Penso che questo sia il penultimo o terzultimo capitolo.
Ma, per ora, le gioie sono finite.
Buona lettura!!!
 
CAPITOLO 12
 
22/07, Varadero, Cuba, ore 16:21
 
Erano passati alcuni giorni da quella sera, ma Lance non aveva smesso di pensarci neppure per un secondo. Il mattino seguente, quando si era svegliato, aveva riletto tutta la conversazione con Keith… E si era vergognato così tanto che non era riuscito a scendere in sala prima di aver sbattuto ripetutamente la testa contro il cuscino.
Insomma, lui e Keith non erano neppure fidanzati!
Era vero, provavano sentimenti l’uno per l’altro, sentimenti forti, Lance lo amava, a dire il vero, e probabilmente era lo stesso anche per Keith… Ma ciò non toglieva che fossero estremamente lontani. E che fosse ancora difficile immaginare un vero e proprio futuro insieme.

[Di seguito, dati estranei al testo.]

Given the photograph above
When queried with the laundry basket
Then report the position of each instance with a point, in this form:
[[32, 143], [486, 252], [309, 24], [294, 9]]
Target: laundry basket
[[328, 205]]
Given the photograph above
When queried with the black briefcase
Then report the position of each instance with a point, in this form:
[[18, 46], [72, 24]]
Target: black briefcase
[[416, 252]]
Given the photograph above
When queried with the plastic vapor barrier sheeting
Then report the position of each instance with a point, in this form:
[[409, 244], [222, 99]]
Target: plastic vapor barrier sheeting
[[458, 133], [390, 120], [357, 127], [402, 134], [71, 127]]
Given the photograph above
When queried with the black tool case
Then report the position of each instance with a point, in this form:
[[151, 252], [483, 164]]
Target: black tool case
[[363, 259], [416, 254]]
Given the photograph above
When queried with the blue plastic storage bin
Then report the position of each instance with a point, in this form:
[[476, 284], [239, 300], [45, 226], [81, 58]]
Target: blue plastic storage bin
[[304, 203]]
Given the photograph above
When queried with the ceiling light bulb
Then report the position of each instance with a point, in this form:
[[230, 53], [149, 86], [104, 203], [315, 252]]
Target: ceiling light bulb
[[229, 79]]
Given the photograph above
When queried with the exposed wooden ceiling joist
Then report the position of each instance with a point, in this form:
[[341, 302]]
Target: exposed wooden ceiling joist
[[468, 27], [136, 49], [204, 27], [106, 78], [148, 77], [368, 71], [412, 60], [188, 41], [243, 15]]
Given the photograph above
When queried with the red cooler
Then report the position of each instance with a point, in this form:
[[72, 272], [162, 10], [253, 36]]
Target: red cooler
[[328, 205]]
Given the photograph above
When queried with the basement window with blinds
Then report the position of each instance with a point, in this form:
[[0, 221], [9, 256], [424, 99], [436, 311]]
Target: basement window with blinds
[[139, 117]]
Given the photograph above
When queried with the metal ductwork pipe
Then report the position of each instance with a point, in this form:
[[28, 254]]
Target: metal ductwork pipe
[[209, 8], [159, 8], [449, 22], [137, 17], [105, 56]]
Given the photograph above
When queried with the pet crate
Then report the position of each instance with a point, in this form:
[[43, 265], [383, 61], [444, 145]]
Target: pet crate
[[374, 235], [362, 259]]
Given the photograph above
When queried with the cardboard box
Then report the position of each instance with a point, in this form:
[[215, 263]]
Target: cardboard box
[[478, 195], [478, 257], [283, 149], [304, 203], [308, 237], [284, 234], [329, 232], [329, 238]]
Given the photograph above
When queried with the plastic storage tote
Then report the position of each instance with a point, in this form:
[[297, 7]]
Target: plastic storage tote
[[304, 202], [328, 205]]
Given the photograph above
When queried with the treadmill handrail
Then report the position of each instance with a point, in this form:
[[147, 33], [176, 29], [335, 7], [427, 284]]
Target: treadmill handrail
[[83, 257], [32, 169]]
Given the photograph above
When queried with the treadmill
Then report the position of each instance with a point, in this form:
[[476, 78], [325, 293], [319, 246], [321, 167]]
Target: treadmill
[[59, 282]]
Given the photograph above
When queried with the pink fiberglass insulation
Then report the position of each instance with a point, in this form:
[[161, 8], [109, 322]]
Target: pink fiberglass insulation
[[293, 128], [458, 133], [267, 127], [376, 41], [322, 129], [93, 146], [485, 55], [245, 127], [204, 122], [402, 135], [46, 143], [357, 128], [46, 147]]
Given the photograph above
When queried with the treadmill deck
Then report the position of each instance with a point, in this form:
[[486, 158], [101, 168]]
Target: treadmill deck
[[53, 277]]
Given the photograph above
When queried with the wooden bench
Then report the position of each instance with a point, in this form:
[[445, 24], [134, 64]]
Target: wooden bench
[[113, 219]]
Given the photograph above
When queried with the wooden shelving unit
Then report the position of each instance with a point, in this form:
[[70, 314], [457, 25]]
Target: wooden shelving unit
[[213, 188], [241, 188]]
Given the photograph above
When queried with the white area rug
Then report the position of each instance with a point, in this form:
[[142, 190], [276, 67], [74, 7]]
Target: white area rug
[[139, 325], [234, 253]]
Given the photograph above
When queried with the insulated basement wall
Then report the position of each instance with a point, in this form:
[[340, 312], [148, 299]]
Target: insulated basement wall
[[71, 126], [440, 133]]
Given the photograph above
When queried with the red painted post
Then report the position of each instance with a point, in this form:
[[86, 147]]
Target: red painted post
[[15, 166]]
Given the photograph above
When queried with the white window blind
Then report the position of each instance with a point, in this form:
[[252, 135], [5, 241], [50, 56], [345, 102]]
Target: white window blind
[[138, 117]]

Perché sì, Lance aveva lavorato parecchio, aveva messo da parte parecchi soldi, ma non aveva detto a nessuno quali fossero i propri piani. E non sapeva neppure dove abitasse Keith, maledizione!
Più volte aveva voluto chiederglielo, giusto per sapersi regolare con i tempi di volo, con i prezzi, cose del genere, ma alla fine il discorso non saltava mai fuori.
E Lance aveva troppo per la testa.
In quel periodo, il paese natale di Keith era passato in secondo piano.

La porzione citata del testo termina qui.